Can a better lead clamp improve deep brain stimulation? Marshall University is building one to find out
What happens when a deep brain stimulation lead shifts by a millimeter during surgery? For conditions like Parkinson's disease and essential tremor, where the therapeutic target is a structure buried deep in the brain with tolerances measured in fractions of millimeters, even a small displacement can mean the difference between symptom relief and a failed procedure. That question has driven neurosurgeon Heather Pinckard-Dover to rethink one of the most basic tools in DBS surgery: the mechanism that holds the lead in place.
The fixation problem
Deep brain stimulation is a neurosurgical procedure in which thin electrical leads are implanted into precise brain targets and connected to a pulse generator that delivers continuous electrical stimulation. It is used to treat Parkinson's disease, essential tremor, dystonia, and, increasingly, other neurological and psychiatric conditions. The procedure's effectiveness depends entirely on accurate lead placement.
Current fixation systems are designed to stabilize leads once they reach their target. They work. But Pinckard-Dover, an associate professor of neurosurgery at Marshall University's Joan C. Edwards School of Medicine, saw room for improvement.
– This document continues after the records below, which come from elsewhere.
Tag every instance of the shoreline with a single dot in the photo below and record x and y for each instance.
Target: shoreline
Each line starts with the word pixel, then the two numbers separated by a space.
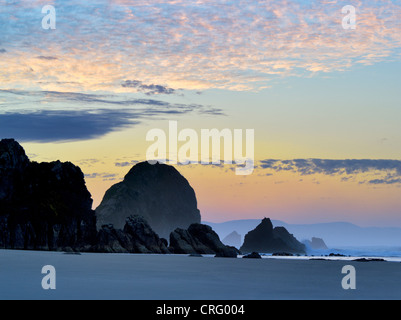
pixel 180 277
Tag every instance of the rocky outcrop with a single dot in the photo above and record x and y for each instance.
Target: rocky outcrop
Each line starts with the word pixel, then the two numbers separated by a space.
pixel 266 239
pixel 316 244
pixel 158 192
pixel 199 239
pixel 253 255
pixel 233 239
pixel 43 206
pixel 136 237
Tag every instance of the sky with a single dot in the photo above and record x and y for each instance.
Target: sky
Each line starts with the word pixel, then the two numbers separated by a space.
pixel 323 100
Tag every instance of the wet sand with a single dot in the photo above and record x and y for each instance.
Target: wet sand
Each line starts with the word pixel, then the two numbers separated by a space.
pixel 179 277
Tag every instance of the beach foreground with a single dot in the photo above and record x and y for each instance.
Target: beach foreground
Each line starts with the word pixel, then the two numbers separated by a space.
pixel 180 277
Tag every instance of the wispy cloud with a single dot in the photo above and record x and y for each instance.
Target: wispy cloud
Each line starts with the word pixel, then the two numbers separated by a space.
pixel 149 89
pixel 389 171
pixel 191 44
pixel 71 116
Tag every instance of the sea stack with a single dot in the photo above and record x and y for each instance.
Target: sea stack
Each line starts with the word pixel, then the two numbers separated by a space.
pixel 43 206
pixel 158 193
pixel 266 239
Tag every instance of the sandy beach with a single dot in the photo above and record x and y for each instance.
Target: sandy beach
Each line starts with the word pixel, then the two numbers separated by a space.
pixel 171 277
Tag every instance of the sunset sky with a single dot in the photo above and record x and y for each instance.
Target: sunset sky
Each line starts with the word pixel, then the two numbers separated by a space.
pixel 324 101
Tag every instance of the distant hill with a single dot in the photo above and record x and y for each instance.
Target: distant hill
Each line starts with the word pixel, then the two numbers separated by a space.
pixel 334 234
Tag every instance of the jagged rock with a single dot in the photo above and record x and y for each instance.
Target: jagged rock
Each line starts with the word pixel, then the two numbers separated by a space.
pixel 233 239
pixel 268 240
pixel 282 254
pixel 136 237
pixel 199 239
pixel 158 192
pixel 43 206
pixel 253 255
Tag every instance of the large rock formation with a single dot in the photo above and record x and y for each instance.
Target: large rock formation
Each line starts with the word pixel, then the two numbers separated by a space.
pixel 199 239
pixel 136 237
pixel 268 240
pixel 158 192
pixel 43 206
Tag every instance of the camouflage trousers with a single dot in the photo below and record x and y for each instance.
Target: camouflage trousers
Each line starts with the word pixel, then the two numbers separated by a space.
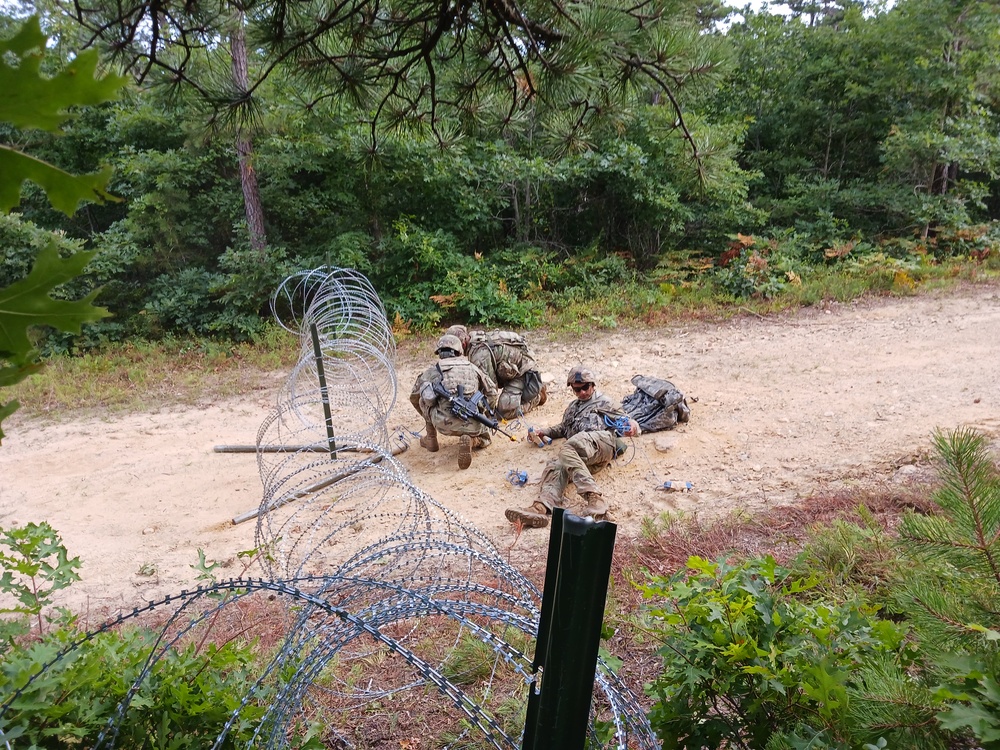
pixel 510 404
pixel 447 423
pixel 578 456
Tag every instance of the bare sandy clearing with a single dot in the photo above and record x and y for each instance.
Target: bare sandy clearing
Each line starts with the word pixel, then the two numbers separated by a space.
pixel 787 406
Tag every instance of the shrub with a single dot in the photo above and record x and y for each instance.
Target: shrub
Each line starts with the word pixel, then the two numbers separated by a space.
pixel 748 658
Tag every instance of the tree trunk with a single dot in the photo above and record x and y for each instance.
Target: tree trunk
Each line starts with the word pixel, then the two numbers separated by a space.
pixel 253 206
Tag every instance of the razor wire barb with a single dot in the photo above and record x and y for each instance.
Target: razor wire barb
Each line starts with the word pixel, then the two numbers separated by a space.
pixel 364 562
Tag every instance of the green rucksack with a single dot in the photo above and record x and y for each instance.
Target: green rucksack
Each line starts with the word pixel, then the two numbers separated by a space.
pixel 656 404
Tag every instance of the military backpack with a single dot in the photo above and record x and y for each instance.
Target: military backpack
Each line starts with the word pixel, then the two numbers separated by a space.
pixel 656 404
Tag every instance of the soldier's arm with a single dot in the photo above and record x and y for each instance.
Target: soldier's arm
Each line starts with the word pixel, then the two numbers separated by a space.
pixel 415 393
pixel 488 387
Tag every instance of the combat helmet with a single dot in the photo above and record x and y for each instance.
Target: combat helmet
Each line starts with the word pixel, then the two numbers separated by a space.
pixel 460 332
pixel 448 341
pixel 579 375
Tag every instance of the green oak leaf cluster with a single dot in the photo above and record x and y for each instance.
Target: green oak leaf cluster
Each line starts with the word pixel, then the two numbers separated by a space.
pixel 32 100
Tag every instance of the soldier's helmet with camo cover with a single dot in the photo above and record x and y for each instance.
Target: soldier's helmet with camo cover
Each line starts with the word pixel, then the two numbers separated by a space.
pixel 449 342
pixel 580 375
pixel 459 331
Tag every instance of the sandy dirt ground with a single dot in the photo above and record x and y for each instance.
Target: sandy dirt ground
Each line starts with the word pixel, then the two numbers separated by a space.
pixel 784 407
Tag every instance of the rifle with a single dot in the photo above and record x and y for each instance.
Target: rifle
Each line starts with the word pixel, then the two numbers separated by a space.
pixel 466 407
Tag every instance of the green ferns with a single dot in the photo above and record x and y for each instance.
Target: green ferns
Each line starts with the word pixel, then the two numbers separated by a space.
pixel 756 657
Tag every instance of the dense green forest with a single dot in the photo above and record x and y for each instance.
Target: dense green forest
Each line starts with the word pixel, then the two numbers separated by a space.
pixel 740 151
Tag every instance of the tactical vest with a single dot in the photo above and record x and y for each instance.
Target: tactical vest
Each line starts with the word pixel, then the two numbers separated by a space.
pixel 458 371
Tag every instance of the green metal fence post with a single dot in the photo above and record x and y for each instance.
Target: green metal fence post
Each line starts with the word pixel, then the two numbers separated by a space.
pixel 569 632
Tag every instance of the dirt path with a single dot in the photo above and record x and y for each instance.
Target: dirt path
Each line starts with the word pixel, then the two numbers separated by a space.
pixel 844 396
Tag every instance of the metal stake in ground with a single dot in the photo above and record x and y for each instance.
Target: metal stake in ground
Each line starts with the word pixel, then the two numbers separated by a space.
pixel 323 391
pixel 569 632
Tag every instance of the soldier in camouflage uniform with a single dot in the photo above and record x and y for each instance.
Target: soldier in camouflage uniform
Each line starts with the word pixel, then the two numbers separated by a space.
pixel 590 444
pixel 506 358
pixel 453 370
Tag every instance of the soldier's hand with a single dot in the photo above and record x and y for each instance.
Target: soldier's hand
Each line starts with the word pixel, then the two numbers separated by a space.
pixel 536 437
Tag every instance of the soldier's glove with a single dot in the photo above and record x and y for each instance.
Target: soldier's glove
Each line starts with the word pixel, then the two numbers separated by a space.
pixel 538 438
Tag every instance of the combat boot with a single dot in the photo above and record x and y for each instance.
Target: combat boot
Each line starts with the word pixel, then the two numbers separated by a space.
pixel 465 452
pixel 535 517
pixel 429 441
pixel 595 507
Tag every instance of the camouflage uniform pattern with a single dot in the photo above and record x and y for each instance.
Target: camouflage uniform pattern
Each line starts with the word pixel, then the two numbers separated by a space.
pixel 505 364
pixel 590 445
pixel 454 371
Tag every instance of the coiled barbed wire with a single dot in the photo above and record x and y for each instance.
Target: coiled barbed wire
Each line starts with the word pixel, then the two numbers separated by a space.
pixel 368 566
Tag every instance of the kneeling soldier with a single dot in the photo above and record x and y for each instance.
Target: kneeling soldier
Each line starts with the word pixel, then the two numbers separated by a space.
pixel 454 380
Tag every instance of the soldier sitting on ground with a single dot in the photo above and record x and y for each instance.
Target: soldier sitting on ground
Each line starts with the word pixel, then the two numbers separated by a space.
pixel 591 443
pixel 460 378
pixel 507 359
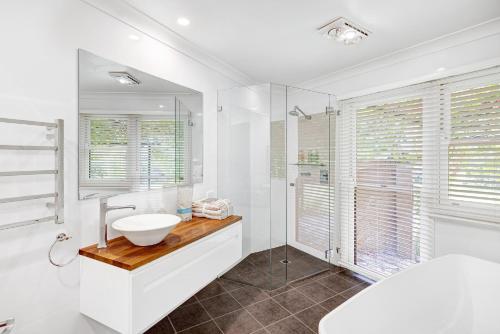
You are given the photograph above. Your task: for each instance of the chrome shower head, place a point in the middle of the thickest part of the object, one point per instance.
(297, 111)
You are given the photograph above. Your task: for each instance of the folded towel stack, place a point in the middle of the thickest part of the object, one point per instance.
(212, 208)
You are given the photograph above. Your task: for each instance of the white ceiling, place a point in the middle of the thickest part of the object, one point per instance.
(94, 78)
(276, 40)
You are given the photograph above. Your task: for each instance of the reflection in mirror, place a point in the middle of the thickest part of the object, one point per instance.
(136, 131)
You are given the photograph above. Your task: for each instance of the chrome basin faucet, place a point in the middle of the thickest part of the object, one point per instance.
(103, 210)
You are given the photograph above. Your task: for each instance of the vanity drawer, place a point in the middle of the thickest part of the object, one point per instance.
(163, 285)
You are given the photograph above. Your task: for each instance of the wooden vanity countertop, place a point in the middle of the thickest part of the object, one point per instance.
(122, 253)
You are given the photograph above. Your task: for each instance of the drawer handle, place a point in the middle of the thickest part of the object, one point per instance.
(6, 326)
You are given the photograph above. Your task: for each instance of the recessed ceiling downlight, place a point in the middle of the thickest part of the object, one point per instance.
(183, 21)
(125, 78)
(344, 31)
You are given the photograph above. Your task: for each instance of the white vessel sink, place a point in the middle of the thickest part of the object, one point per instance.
(146, 229)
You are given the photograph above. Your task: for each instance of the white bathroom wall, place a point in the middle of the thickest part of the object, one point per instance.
(38, 63)
(467, 50)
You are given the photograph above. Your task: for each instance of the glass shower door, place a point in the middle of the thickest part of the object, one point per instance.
(311, 175)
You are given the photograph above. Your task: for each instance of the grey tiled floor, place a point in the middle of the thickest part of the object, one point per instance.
(265, 269)
(228, 307)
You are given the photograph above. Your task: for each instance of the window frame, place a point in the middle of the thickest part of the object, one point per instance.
(134, 147)
(446, 205)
After repeated discussions in the operating room about limitations in existing fixation methods, she recognized an opportunity to design something that could better support both surgical precision and workflow efficiency.
The specifics of the design remain confidential - the project is in early prototype development, and the intellectual property is being carefully managed. What is public is the collaboration: Marshall University, Marshall Health Network, and Intermed Labs, a medical technology commercialization partner, are jointly developing the device under the working name DBS Lead Lock.
From operating room to manufacturing lab
Initial prototypes are being built at the Marshall Advanced Manufacturing Center (MAMC), bringing together Pinckard-Dover's clinical insight, engineering capabilities, and commercialization strategy. The model is explicitly clinician-driven: the person who identified the problem in surgery is leading the solution's development.
Ashok Aggarwal, co-founder of Intermed Labs, described this as the way medical innovation should work: starting with a clinician who experiences a problem firsthand, then building around that insight with engineering and business resources.
Context in the DBS landscape
DBS technology has advanced considerably since its introduction in the late 1990s. Modern systems feature directional leads that can steer stimulation toward specific neural targets, rechargeable pulse generators, and adaptive algorithms that adjust stimulation in response to brain signals. The leads themselves have become more sophisticated.
But the mechanical infrastructure of surgery - the physical act of placing and securing a lead in the brain - has received less attention from the innovation pipeline. Lead fixation is one of those unsexy but critical components where incremental improvements could have meaningful clinical impact.
The DBS market is dominated by a small number of large medical device companies. For a university-based startup to enter this space, the device would need to demonstrate clear advantages in surgical precision, workflow improvement, or patient outcomes - and navigate the regulatory pathway for a new surgical tool.
Early stage, uncertain path
The DBS Lead Lock is a prototype in development, not a validated medical device. No clinical testing has been performed. No regulatory submissions have been filed. The project represents a hypothesis: that improvements in lead fixation could enhance positioning stability and streamline surgical workflow. Whether the prototype bears out that hypothesis, and whether it can be manufactured at scale, tested in clinical settings, and commercialized, are all open questions.
What the initiative does represent is an institutional bet by Marshall University on translational research - bridging the gap between clinical need and commercial product in a region not traditionally associated with medical device innovation. Whether it produces a product that reaches operating rooms remains to be seen. But the model of clinician-identified problems driving engineering solutions is sound, and the collaboration structure is designed to take the concept from observation to evaluation systematically.